So, where to next? I’m not about to tell you that ten pieces of this salted caramel thing are beneficial with one session of sweaty cardio, but if you want a small sweet treat, go for it. Eat. Eat with a sticky smile on your face.

Be thankful. Moderation is the key.

*If you want to read more about fructose, metabolism and energy, take a look here and here (or even better, consult a qualified dietitian or nutritionist on the issue). 


Salted Tahini Date Caramel Slice

Makes approximately 18 squares

This slice is ridiculously easy to make. It involves a fair bit of food processing but otherwise contains no complexity. Don’t fret if your raw chocolate cracks after setting (this happens 99% of the time. Just heat your knife, breathe and try again). Just embrace the imperfections and how good that gosh-darn-salted-date-caramel tastes. 

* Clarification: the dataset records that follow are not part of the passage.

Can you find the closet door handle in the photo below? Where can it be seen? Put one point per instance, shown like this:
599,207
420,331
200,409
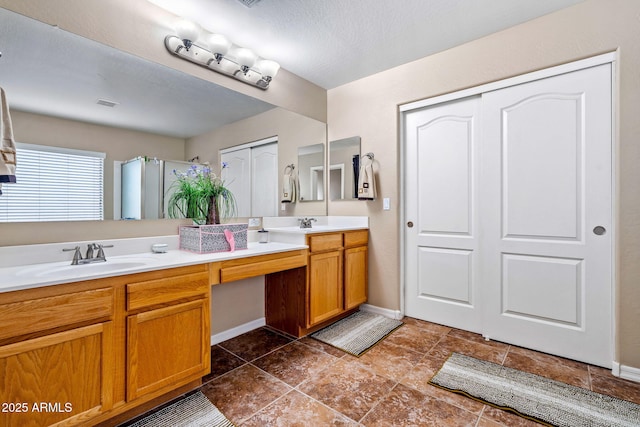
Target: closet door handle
599,230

  • 1 cup organic, raw rolled oats
  • 1 cup raw walnuts (or almonds, whichever you prefer)
  • pinch of salt
  • 1 cup pitted soft Medjool* dates
  • a few drops of hot water, as required

Tahini date caramel:

  • 1 cup pitted soft Medjool* dates, about 11 dates
  • 1/4 cup hot water
  • 2 tbsp almond butter or tahini
  • 2 tbsp coconut oil
  • fine sea salt, to taste (I added around 1/4 tsp)

Raw chocolate:

  • 6 tbsp raw cacao
  • 2 tsp carob powder
  • 4-6 tbsp coconut nectar or rice malt syrup (to taste, I add as little as possible, a slightly bitter chocolate layer works perfectly with the date caramel)
  • 1 cup melted coconut oil or cacao butter (my coconut oil was liquid at room temperature, being summer in Australia, but melt it on low heat in a saucepan first if necessary)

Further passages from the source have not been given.